Horrível agressão de patroa expõe brutalidade contra babá
Novos detalhes revelam o desespero e a exploração enfrentados por Geovana
A tragédia da jovem babá Geovana Costa Martins, brutalmente agredida e retirada à força de casa pela sua patroa antes de ser morta, nos leva a questionar a realidade da exploração e abuso no trabalho doméstico.
Novos desdobramentos sobre o caso da babá Geovana Costa Martins foram apresentados em uma coletiva de imprensa pela Polícia Civil do Amazonas nesta quinta-feira, 26 de setembro de 2024. O relato angustiante revela que Geovana foi agredida pela patroa, Camila Barroso, e forçada a deixar a casa de uma amiga um dia antes da jovem ser considerada desaparecida.
A informação sobre a brutalidade do crime esclarece que, no dia 19 de agosto, Geovana foi morta pela própria patroa, que ainda tentou ocultar seu corpo. O cadáver da vítima foi encontrado no dia seguinte e não foi identificado pela família até cinco dias depois. Até o momento, apenas Camila Barroso e Antônio Chelton Lopes de Oliveira, de 25 anos, estão detidos; este último foi preso recentemente, enquanto outros dois suspeitos permanecem foragidos.
A delegada Marília Campello, da Delegacia Especializada em Homicídios e Sequestros (DEHS), compartilhou detalhes alarmantes sobre o último dia de Geovana, que estava na casa de uma amiga quando começou a receber insistentes chamadas de sua patroa. Após ignorar as ligações, Camila apareceu, agrediu a jovem e a retirou à força. No mesmo dia, fotos tiradas pela própria Geovana mostram seu rosto coberto de hematomas.
Para agravar a situação, Camila ainda enviou mensagens à amiga de Geovana na noite seguinte à agressão, questionando sobre o paradeiro da jovem – uma manobra de dissimulação que a polícia interpreta como uma tentativa de enganar à investigação.

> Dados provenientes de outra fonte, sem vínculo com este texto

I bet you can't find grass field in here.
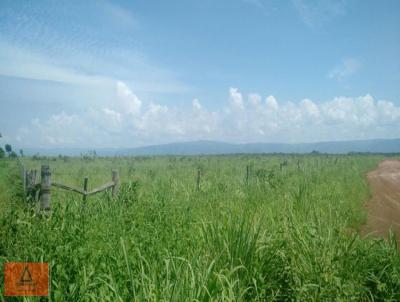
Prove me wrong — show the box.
[0,155,400,301]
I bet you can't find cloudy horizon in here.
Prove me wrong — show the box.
[0,0,400,148]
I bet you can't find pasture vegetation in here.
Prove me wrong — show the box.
[0,155,400,301]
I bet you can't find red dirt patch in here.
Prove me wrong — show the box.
[361,159,400,244]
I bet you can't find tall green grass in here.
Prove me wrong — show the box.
[0,155,400,301]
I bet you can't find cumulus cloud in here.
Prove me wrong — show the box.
[16,82,400,147]
[229,87,244,109]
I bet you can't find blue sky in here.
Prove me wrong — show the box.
[0,0,400,147]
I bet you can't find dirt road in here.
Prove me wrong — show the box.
[361,159,400,244]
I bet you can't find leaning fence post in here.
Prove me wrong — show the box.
[40,165,51,211]
[196,168,201,191]
[82,176,89,201]
[112,170,119,197]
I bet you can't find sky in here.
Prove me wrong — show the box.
[0,0,400,148]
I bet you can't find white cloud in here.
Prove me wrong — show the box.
[15,82,400,147]
[292,0,347,28]
[192,99,201,110]
[117,81,142,115]
[248,93,262,106]
[265,95,278,110]
[328,58,361,82]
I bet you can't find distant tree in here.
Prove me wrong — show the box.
[5,144,12,155]
[8,151,18,158]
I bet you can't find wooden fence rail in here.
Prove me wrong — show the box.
[20,164,119,212]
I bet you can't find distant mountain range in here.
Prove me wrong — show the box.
[24,139,400,156]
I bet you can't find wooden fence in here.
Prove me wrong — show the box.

Além disso, um quarto suspeito também está sob investigação por sua suposta contribuição na ocultação do cadáver.
Como se não bastasse, as autoridades revelaram que Camila Barroso usava a casa onde morava com Geovana como ponto de prostituição. A jovem era obrigado a realizar programas sexuais, e a delegada Marília relatou que outras meninas também estavam sendo exploradas, embora apenas Geovana morasse ali permanentemente. O controle abusivo de Camila se manifestava através de ameaças e restrições severas, incluindo o cerceamento de contato com o ex-namorado.
O caso de Geovana Costa Martins é um grito silencioso das inúmeras injustiças enfrentadas por trabalhadores e trabalhadoras que, como ela, se tornam vítimas de abuso e exploração em um sistema que precisa urgentemente de transformação. Este horrendo crime não pode ser apenas mais uma estatística, mas um catalisador para mudanças na proteção dos direitos humanos e da dignidade no trabalho doméstico.
Opinião do Redator!
O que ocorreu com Geovana é um reflexo sombrio da desigualdade e da impunidade que permeiam nossa sociedade. Precisamos unir forças para que casos como este não sejam relegados ao esquecimento e para que cada voz, especialmente as mais vulneráveis, seja ouvida e respeitada.